This is a guest post by our doula, Amanda Guntrum.
If you have picked up a book on labor or attended a birth prep class, you probably have come across the term “mindfulness.” When I started studying for my doula certification I came across this term often, but having no background in meditation I merely gave them a passing nod as part of the jargon of birth work. As I have become more experienced, I have started really analyzing these concepts and why we doulas and childbirth educators bring them up so much.
Mindfulness: the quality or state of being conscious or aware of something.
In this case, that something is your own body and your own mind. This means to focus your conscious mind on your own senses and connect with your body.
Do your limbs have the heavy dullness that is associated with being tired?
Or are you feeling a bubbling burst of energy that means your morning coffee is kicking in?
What do you see?
Can you feel a breeze?
In addition to connect physically to your body, connect to your mind.
What are you feeling right now? Are you worried about something? What does that feel like to you?
For me, worry feels like a tight squeeze in my chest. Joy is a lightening in my belly. Fear feels like prickly tingles in my arms and legs and a metallic taste in my mouth. Mindfulness is what it is to be you right now.
So why do we birth doulas care so much about “mindfulness?” We care because it can help you.
Everyone knows that contractions cause discomfort or pain.
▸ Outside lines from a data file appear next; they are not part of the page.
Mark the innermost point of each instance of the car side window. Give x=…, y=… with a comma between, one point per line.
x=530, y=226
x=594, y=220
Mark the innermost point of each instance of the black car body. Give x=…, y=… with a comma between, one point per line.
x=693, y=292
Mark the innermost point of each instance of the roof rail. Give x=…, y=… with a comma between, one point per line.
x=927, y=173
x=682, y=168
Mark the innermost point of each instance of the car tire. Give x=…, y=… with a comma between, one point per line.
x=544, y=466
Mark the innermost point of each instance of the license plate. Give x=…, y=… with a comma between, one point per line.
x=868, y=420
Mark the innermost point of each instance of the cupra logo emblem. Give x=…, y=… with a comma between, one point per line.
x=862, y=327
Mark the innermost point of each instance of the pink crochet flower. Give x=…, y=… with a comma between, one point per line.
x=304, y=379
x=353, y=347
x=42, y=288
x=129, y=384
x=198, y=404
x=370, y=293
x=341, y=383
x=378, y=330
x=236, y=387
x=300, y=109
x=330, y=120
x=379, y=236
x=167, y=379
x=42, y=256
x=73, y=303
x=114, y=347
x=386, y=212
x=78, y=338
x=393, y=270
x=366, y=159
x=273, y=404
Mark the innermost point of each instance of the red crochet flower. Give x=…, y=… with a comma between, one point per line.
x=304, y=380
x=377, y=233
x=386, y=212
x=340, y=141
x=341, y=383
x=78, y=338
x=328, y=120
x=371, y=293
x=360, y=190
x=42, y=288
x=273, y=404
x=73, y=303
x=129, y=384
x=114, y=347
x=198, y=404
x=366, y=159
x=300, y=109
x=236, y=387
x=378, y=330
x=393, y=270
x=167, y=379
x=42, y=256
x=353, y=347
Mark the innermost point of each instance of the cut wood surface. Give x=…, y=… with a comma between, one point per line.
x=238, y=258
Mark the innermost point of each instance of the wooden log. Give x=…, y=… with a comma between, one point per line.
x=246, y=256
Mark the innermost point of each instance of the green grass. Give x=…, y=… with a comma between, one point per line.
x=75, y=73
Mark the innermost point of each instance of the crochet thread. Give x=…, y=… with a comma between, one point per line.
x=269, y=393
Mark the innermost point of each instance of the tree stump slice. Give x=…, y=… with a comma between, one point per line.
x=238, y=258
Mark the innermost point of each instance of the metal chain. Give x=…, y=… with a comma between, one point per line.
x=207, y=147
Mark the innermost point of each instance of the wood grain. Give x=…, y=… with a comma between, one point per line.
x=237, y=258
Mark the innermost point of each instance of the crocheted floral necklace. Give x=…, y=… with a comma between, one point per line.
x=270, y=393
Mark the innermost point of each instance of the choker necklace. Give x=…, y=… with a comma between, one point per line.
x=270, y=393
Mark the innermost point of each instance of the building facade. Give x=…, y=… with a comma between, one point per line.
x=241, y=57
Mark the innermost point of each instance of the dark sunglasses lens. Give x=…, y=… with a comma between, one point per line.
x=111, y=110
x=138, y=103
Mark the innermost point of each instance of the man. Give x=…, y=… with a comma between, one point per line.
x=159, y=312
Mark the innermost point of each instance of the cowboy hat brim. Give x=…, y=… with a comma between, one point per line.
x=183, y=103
We can help you breathe through them. We can move or chant or grunt with you through your contractions. But short of an epidural – and sometimes in spite of an epidural – we cannot take the pain away from you.
What most women will find surprising, however, is that there are moments of pure relaxation between the contractions. The physiology of birth produces an amazing cocktail of hormones designed to enable you to get some peace and rest during your labor. Mindfulness allows you to find to these moments of relaxation. It allows you to be aware of what is happening just now, not what is coming, just what is in this moment. It also allows you to approach the pain or discomfort of contractions with curiosity instead of fear.
Where does the contraction physically happen? Are you able to still notice how your legs and arms feel? Does shifting your hips change the sensation? Did that make is more intense or subside a bit?
When I was still a new doula, I attended a long birth. The laboring mother had been in active labor for seven hours when she hit her limit. She was exhausted, but desperate to stay awake between contractions because she felt like they came one on top of the other if she slept. This is the reason why I practice mindful exercise with all of my clients now. No one should ever be fighting rest during labor. Laboring moms should try to accept all the rest that they can get.
So how do you practice mindfulness? There are a ton of mindfulness exercises out there. Breathing ones. Meditation ones. I, personally, am an active person, so my favorite one is “hands-on.” It is washing dishes.
Now hear me out, I really don’t care if your chores get done. Washing dishes is my favorite because it uses almost all of your senses and it is usually done after a meal, so if you are like me your mind will be mulling over the conversation you just had. Really pay attention to the tactile sensation of the water. Is it hot or just warm? Feel how it flows around your fingers. The sponge has a coarse texture. The bubbles are velvety. The soap smells clean and lemony. There is a window right over my sink, so I get to look at the breeze playing with the leaves on the tree. The silverware clinks on the plates. Listen to your body. Are you full or still hungry? Do your feet ache standing there? Emotionally, are you joyful? What does that feel like? Are you worried about something? Where do you hold your worry? It is a simple task, one that I have done dozens of times, but that is what makes it so good for this kind of awareness. So much is happening in these everyday moments.
Practicing mindfulness now will help you in labor. Try out several exercises – maybe doing dishes isn’t the one that works well for you. Regular prenatal yoga classes can teach you mindfulness both on and off your mat. Have your partner or doula practice mindfulness with you, so that they can help you out if you get stuck during labor. Mindfulness is an ongoing practice, not just a one time deal. The more you practice, the easier it will be to call on it when you need it.